Leaving
If
you’re a Christian-nerd who keeps track of these things, you’ll know that two big-name
pastors have left their big-name churches recently. Bill Hybels, Willow Creek
megachurch pastor, retired to the now-familiar refrain of accusations of improper
conduct with women in his church. And just weeks ago, Nadia Bolz-Weber
passed off her church, the House for All Sinners and Saints (HFASS, pronounced “half-ass”),
with one of the most moving sermons
of all time. If you have 15 minutes, listen to it.
I,
too, am engaged in the spiritual practice and litmus test of “leaving.” If I
believed in the separation between church and life, I might think it was too
grand a thing to compare my networks and workplaces and family to the churches
of Bill Hybels and Nadia Bolz-Weber. But I don’t. I believe that each of us founds
a church around us, whether we acknowledge our pastorship of that church or
not.
Like
all pastors, we are responsible to God for the ways we treat others, our
environment, and the worship practices we engage in (i.e. eating, sleeping,
drinking booze with friends). Saying goodbye to people and to places here in
Indianapolis makes me evaluate how I did here. Who remembers me and how? Did I take care of the buildings and greenery
around me? Are the paths I walked (and drove and biked) well-traveled, well-explored,
and blessed because a steward of the Creator walked (and drove and biked) those
paths?
I
feel sadness but no shame in admitting that the answers to those questions are
ambivalent. I did not treat the building I lived in well (there are pieces of
cat food stuck between a couple floor boards, for instance), but I did help
along some amazing grape tomatoes, several spider plants, and succulents. Some
of my students wrote me beautiful good-bye letters about the ways I impacted
them, leaving me with the knowledge that they will remember me well. Others
will remember me as absent. Others as contentious.
No
one wants to leave the way Hybels has left, with disorder and pain in his wake.

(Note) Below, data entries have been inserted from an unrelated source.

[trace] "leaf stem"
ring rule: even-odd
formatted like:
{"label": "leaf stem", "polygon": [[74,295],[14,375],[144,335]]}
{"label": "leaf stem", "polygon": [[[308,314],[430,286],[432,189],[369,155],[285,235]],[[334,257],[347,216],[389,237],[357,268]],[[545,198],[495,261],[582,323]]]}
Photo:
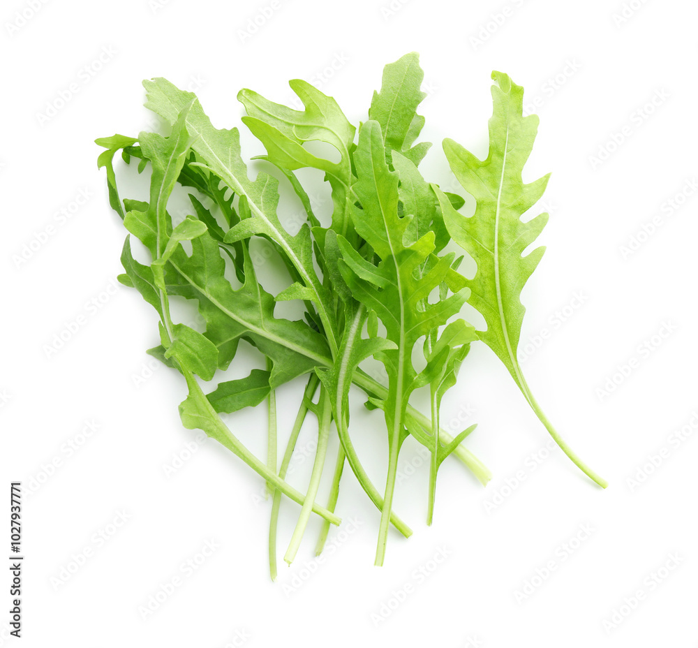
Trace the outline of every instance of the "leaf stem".
{"label": "leaf stem", "polygon": [[[387,388],[381,385],[378,381],[371,378],[368,374],[360,369],[357,369],[354,372],[353,382],[355,385],[360,387],[369,396],[376,396],[384,400],[387,397]],[[408,418],[413,418],[425,429],[429,429],[431,427],[431,420],[419,411],[419,410],[415,409],[410,404],[407,406],[406,415]],[[444,429],[440,430],[439,434],[441,440],[446,445],[448,445],[448,443],[453,441],[453,436]],[[459,445],[453,451],[453,454],[465,464],[483,486],[487,485],[492,478],[492,473],[489,469],[464,446]]]}
{"label": "leaf stem", "polygon": [[399,421],[393,425],[392,434],[389,441],[389,456],[388,459],[388,474],[385,479],[385,495],[383,498],[383,509],[380,511],[380,525],[378,527],[378,543],[376,547],[376,567],[382,567],[385,558],[385,547],[387,544],[388,527],[390,513],[392,509],[393,495],[395,492],[395,478],[397,476],[397,460],[400,454]]}
{"label": "leaf stem", "polygon": [[[272,360],[267,358],[267,370],[271,371]],[[274,390],[269,392],[269,429],[267,435],[267,465],[272,473],[276,472],[276,395]],[[274,487],[269,482],[267,483],[267,492],[269,494],[274,493]]]}
{"label": "leaf stem", "polygon": [[557,443],[558,446],[560,446],[560,450],[562,450],[562,451],[572,459],[572,463],[581,470],[581,471],[592,481],[595,482],[602,488],[606,488],[608,486],[609,483],[602,477],[594,472],[594,471],[589,468],[586,464],[579,459],[572,449],[565,443],[564,439],[563,439],[563,438],[558,434],[555,428],[553,427],[552,424],[549,420],[548,420],[547,416],[546,416],[543,413],[543,411],[540,408],[540,406],[533,397],[533,395],[530,392],[530,390],[528,388],[528,384],[524,379],[523,375],[521,375],[521,381],[523,385],[519,386],[521,388],[521,392],[524,393],[524,396],[528,402],[528,404],[530,406],[531,409],[535,412],[535,415],[538,417],[540,422],[545,426],[545,429],[548,431],[555,443]]}
{"label": "leaf stem", "polygon": [[[298,408],[298,413],[296,415],[296,420],[293,423],[293,428],[291,430],[291,436],[288,438],[288,443],[286,445],[286,450],[283,453],[281,459],[281,466],[279,469],[279,476],[282,479],[285,478],[286,471],[291,462],[293,456],[293,450],[296,447],[296,441],[298,441],[298,435],[300,434],[301,428],[303,427],[303,422],[308,414],[308,402],[312,399],[315,392],[318,389],[320,380],[315,374],[311,374],[308,378],[308,385],[303,394],[303,400],[300,407]],[[281,506],[281,494],[279,491],[274,491],[274,500],[272,502],[272,516],[269,524],[269,570],[272,580],[276,580],[276,530],[279,526],[279,510]],[[333,511],[334,513],[334,509]]]}
{"label": "leaf stem", "polygon": [[[327,501],[327,510],[334,513],[334,507],[337,505],[337,499],[339,498],[339,482],[342,478],[342,473],[344,471],[344,462],[346,459],[346,455],[344,453],[344,448],[339,446],[339,450],[337,452],[337,461],[334,464],[334,476],[332,477],[332,485],[329,489],[329,498]],[[329,522],[326,520],[322,520],[322,526],[320,530],[320,536],[318,538],[318,544],[315,547],[315,554],[319,556],[325,549],[325,543],[327,540],[327,534],[329,533]]]}
{"label": "leaf stem", "polygon": [[296,528],[293,530],[291,541],[288,544],[286,554],[283,559],[290,565],[293,562],[300,547],[301,540],[305,533],[306,527],[310,520],[312,510],[312,503],[318,494],[320,488],[320,481],[322,476],[322,469],[325,467],[325,459],[327,454],[327,441],[329,439],[329,426],[332,422],[332,406],[329,399],[329,394],[322,385],[320,388],[320,403],[318,410],[318,449],[315,450],[315,462],[313,464],[313,471],[311,473],[310,483],[306,494],[306,501],[301,508]]}

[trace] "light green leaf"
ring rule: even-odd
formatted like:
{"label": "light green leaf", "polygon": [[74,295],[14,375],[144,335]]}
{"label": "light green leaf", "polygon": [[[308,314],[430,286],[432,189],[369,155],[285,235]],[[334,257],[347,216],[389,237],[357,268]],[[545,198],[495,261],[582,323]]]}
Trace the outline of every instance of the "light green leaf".
{"label": "light green leaf", "polygon": [[99,138],[94,140],[98,146],[105,148],[97,158],[97,168],[107,168],[107,188],[109,191],[109,204],[112,209],[124,219],[124,207],[119,198],[119,191],[117,189],[117,177],[114,172],[114,156],[127,146],[135,144],[138,140],[134,138],[126,137],[125,135],[112,135],[110,138]]}
{"label": "light green leaf", "polygon": [[183,368],[205,381],[214,377],[218,368],[218,349],[209,339],[186,324],[175,324],[172,330],[172,342],[165,352],[165,358],[174,358]]}
{"label": "light green leaf", "polygon": [[426,96],[421,90],[424,78],[416,52],[406,54],[383,69],[380,91],[373,92],[369,119],[380,125],[388,162],[392,152],[397,151],[418,165],[431,146],[422,142],[410,148],[424,125],[424,118],[417,114],[417,107]]}
{"label": "light green leaf", "polygon": [[206,397],[219,413],[230,414],[244,407],[254,407],[269,396],[269,371],[253,369],[245,378],[221,383]]}
{"label": "light green leaf", "polygon": [[505,74],[493,72],[493,111],[489,120],[489,152],[480,160],[452,140],[443,149],[456,179],[475,199],[475,212],[466,218],[439,189],[444,221],[453,240],[475,259],[477,270],[467,281],[468,302],[484,318],[480,339],[497,354],[528,404],[565,452],[591,479],[606,482],[586,466],[560,439],[533,398],[517,359],[526,309],[521,292],[535,270],[544,248],[523,256],[548,220],[541,214],[526,222],[521,216],[540,198],[548,182],[544,175],[528,184],[521,177],[538,128],[538,117],[523,115],[524,89]]}

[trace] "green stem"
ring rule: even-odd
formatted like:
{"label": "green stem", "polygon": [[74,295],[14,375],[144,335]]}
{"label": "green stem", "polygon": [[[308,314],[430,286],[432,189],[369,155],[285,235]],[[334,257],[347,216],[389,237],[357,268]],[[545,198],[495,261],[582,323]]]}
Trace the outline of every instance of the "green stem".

Everyone wants to leave like Bolz-Weber has, with humility and in peace. The knowledge
that all people are both sinner and saint (already saints, yet still sinners,
as HFASS proclaims) teaches us that no leaving is so simple. Some people from Hybels
church will miss the good he did while folks at Bolz-Weber’s church won’t miss
the bad she did.
I’m
a little bit scared to pack up the truck tonight and not just because a 10-hour
drive with two angsty cats awaits me tomorrow. The church around me—its people,
its places, its smells—is not perfect, but it is familiar. That which is
unfamiliar awaits.
Leaving
is always a challenge and not just for the truths it tells me about myself. Leaving
is a challenge because it is a spiritual practice that upends every facet of
life. Like the Exodus, I will leave that which enslaved me in this particular
place. But like the Exile I will also leave the beautiful patterns and traditions
of life here that brought me comfort and stability.
I
will miss my house church most of all and some distance after them, The Donut
Shop on Keystone. I’ll miss the ripening of my tomatoes and the easy commutes of
Indianapolis traffic. I’ll miss winter snowstorms and working alongside my
sister. I’ll miss Tuesday mornings with my mother and having my dad pick me up
at the airport with only a moment’s notice. I’ll miss all the hidden nooks and
crannies of Indianapolis that I never bothered to explore.
But
that’s only half the story, in more ways than one. In the first, there is
plenty I won’t miss, but no one needs me to write a blog post about my
individual biases against Indiana. The other half of the practice of leaving is
the practice of arriving. To North Carolina we go, wondering about the church
that will be built around us there and praying, hoping, wishing that we will
see the blessings as that church emerges.